Over the past twenty years my career in technology and overseas development coupled with my passion for the outdoors has allowed me to travel around the world, to explore, dive, ski and trek incredible habitats and talk with some of the villagers, farmers and communities who live in these fragile, beautiful places.
While I have witnessed the positive impact of humanity’s progress – clean water wells in the dry mountains of Eritrea, Malaria treatment centers in rural Uganda and internet access in the Himalayas my conversations with the local people has made me increasingly aware of the hardships they endure and the alarming levels of damage that is inflicted on their environment to serve our daily convenient needs, fashions and whims in the west.
If we pay a coffee farmer living by a forest just one percent of what the supermarket charges, so little for his or her coffee beans, that they are unable to feed their family how can we be surprised when they chop down the trees to produce and sell charcoal? And how can we expect cocoa farmers not to hire child labour to harvest their cocoa pods? And what alternative do poor Thai boatmen have who earn just a few dollars a day than polluting their waters and destroying their coral reefs with the diesel as they ferry wealthy western tourists to dive sites day in day out?
But I have also met some incredible change-makers, visionaries and social entrepreneurs that give me incredible hope for the future.
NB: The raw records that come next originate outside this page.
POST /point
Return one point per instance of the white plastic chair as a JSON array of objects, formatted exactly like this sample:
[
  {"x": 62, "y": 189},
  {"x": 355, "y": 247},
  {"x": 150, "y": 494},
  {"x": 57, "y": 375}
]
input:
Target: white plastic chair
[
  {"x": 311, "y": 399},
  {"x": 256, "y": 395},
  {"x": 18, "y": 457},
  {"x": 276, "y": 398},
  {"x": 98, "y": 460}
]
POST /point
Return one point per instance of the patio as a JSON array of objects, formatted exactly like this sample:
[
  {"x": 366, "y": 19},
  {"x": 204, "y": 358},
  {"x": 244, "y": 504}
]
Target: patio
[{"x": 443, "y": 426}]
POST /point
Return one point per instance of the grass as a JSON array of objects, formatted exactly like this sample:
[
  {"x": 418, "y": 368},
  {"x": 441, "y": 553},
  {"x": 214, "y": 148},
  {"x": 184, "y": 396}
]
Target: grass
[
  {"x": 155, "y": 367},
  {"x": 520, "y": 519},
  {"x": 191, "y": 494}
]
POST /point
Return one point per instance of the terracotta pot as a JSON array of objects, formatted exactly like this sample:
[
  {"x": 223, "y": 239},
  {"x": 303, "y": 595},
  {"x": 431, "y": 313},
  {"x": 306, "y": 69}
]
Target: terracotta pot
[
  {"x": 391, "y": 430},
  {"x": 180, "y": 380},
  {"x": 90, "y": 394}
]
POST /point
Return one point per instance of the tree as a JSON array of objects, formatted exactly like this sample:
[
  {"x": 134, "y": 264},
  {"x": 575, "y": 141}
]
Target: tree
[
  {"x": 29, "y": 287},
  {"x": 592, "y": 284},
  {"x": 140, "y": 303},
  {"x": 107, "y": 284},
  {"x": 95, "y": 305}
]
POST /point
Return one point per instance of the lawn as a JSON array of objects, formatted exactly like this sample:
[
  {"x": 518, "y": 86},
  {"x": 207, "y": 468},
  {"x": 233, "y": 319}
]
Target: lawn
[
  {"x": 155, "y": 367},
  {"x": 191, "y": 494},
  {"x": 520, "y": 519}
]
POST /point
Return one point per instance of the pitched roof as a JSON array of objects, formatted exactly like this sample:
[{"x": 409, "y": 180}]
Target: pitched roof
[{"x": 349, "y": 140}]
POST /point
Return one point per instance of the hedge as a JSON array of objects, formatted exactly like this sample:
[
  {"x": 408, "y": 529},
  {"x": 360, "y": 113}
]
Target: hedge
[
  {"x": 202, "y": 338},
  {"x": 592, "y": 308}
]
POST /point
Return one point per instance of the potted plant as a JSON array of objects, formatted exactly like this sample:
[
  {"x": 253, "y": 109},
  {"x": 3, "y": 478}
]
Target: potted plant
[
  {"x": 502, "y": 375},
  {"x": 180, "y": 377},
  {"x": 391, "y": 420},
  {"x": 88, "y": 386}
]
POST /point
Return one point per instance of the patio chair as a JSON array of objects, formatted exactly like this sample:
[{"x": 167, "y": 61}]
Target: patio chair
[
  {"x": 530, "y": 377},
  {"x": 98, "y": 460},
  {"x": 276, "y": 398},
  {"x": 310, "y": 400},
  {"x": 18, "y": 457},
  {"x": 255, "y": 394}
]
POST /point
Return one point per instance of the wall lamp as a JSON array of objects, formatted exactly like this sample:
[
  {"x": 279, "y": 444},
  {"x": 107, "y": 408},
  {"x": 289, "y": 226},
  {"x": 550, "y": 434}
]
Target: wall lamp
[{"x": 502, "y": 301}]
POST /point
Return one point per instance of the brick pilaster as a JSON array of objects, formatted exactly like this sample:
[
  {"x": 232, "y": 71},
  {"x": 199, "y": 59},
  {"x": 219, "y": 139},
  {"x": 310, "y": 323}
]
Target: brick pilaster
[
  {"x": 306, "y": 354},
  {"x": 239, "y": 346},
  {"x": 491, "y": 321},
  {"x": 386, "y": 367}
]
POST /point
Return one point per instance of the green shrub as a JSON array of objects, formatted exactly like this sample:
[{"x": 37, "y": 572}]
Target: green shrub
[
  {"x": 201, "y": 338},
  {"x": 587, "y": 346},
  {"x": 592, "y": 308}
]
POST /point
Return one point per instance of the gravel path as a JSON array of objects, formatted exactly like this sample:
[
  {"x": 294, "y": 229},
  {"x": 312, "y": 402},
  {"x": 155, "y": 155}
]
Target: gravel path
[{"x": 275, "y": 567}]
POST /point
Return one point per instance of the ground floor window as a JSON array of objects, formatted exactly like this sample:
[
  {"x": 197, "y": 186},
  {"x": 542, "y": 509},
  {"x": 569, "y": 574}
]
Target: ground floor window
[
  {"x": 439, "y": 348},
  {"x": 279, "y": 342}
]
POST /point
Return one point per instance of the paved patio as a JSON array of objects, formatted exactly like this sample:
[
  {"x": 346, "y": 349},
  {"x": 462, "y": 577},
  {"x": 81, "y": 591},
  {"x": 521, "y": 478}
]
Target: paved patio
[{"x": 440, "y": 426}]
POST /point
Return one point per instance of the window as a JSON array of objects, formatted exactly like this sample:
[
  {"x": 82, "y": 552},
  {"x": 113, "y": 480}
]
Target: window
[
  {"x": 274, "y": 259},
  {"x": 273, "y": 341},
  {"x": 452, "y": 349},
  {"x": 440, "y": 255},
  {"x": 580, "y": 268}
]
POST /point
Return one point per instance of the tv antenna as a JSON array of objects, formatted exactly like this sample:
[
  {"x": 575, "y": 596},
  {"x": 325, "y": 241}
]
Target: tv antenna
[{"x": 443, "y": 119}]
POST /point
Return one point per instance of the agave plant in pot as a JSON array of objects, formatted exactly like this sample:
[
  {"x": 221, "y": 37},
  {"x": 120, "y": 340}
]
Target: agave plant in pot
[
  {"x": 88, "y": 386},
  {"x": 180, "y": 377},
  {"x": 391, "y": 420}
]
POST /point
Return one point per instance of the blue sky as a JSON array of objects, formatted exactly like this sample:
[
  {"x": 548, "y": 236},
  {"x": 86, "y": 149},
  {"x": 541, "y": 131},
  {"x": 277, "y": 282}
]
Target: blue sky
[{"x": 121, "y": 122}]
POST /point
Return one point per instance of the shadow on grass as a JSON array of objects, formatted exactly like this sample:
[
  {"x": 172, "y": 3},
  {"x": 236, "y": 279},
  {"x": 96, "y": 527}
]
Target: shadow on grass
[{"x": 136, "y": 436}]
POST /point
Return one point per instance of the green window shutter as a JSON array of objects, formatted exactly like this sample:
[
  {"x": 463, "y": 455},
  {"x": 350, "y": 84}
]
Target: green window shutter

People who have used innovation, creativity and entrepreneurship to do good, who believe that the role of business in our societies is to find profitable solutions to the problems our planet and people face.
We must reverse climate change and protect the fragile wildernesses that remain and we must work to ensure all humans can enjoy full and meaningful lives, free from hardship, disease, hunger, and poverty.
We must and can do better and it’s my hope that this course will inspire you all to become the future business leaders and social entrepreneurs to bring about this change in our world.
Best Regards,
Killian Stokes,
Co-Founder of Moyee Coffee Ireland I Lecturer on Global Development
The classes will be held at the Prague Summer Schools venue (Marianeum, Machova 7, Vinohrady, Prague 2, website). Accommodation will be provided to students in double rooms at the accommodation facilities in the venue or Hotel Ametyst which is located within a walking distance from the venue. Each room is equipped with a shower, WC, satellite TV, Internet connection and telephone. Meals are provided by the organizer and will include breakfasts served at the hotel and dinners in restaurants located nearby the Summer School venue. As the days are demanding, there will be coffee, tea, and small snack available which is included during the breaks between lectures.